Tempeh
What it is
A firm, sliceable cake of whole soybeans bound together by edible white mold — Indonesia's great fermented protein, and unusual for using the whole bean.
How it's made
Cooked, dehulled soybeans are inoculated with Rhizopus oligosporus and incubated until the mold's white mycelium knits the beans into a solid, dense cake.
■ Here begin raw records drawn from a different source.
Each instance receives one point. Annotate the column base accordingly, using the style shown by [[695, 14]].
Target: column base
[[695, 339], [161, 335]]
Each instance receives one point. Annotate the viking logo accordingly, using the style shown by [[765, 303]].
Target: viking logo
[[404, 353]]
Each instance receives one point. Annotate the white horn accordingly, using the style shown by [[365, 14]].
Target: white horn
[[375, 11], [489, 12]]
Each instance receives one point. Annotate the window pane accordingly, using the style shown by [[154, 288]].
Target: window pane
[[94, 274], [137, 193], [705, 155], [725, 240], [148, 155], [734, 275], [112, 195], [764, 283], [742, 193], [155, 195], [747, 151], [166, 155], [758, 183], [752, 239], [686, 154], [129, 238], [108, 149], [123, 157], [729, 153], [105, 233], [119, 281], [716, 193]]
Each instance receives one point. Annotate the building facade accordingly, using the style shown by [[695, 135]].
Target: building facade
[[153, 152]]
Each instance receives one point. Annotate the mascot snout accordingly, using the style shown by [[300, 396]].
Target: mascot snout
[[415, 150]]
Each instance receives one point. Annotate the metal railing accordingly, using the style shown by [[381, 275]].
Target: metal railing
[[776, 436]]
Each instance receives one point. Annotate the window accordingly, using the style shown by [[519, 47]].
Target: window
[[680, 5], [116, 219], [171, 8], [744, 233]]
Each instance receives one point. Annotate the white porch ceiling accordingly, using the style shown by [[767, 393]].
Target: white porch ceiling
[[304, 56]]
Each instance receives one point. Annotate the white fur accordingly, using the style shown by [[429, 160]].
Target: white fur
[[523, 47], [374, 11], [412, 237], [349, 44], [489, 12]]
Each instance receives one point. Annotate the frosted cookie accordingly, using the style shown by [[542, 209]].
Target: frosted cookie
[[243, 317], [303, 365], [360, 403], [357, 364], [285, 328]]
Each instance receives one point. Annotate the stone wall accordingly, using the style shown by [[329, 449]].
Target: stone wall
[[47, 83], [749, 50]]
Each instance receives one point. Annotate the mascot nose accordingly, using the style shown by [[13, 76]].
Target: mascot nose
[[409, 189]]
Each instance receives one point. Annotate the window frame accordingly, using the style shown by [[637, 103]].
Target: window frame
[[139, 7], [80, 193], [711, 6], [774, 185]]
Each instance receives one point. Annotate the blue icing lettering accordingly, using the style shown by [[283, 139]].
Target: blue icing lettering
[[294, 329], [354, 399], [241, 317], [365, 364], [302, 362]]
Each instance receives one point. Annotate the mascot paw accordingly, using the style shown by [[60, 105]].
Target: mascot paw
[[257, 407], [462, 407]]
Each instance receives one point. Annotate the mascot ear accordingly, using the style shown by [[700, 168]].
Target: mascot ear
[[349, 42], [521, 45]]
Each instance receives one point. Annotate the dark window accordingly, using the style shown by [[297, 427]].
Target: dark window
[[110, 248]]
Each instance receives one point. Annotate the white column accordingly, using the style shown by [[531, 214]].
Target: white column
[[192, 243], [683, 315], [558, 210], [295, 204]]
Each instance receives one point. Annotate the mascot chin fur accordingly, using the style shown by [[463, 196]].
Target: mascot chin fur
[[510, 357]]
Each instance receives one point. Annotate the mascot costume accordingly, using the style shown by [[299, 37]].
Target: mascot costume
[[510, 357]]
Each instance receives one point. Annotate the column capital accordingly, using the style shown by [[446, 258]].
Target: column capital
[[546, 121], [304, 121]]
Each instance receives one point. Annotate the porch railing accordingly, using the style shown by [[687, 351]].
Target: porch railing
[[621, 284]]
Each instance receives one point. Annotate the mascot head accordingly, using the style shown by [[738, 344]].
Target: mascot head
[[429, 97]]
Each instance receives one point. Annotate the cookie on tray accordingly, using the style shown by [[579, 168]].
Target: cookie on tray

The fermentation makes the soy more digestible and adds flavor.
Flavor profile
Nutty, savory, earthy, with a firm, meaty bite and faint mushroom note from the mold; deepens as it ferments.
Culinary uses
Sliced and fried (tempe goreng), braised in sweet soy (tempe bacem), crumbled into sambals (sambal goreng tempe), and used as a hearty meat substitute worldwide. Functions as a main protein.
Regional & varietal variations — Beyond classic soy: black-eyed pea tempeh, multi-grain/legume tempeh, tempe gembus (made from okara, the soy pulp), and oncom-adjacent ferments. Java is the heartland.
Cultural & historical context
Originating in Java centuries ago, tempeh is a rare example of a non-East-Asian mold fermentation and a pillar of Indonesian daily protein; now a global plant-protein staple.
Reference notes
Tags: `soy`, `fermented`, `mold`, `protein`, `indonesian`. Related: tofu, natto, oncom. Cuisine: Indonesian (Javanese). Links → Tempe Bacem, Sambal, Rhizopus.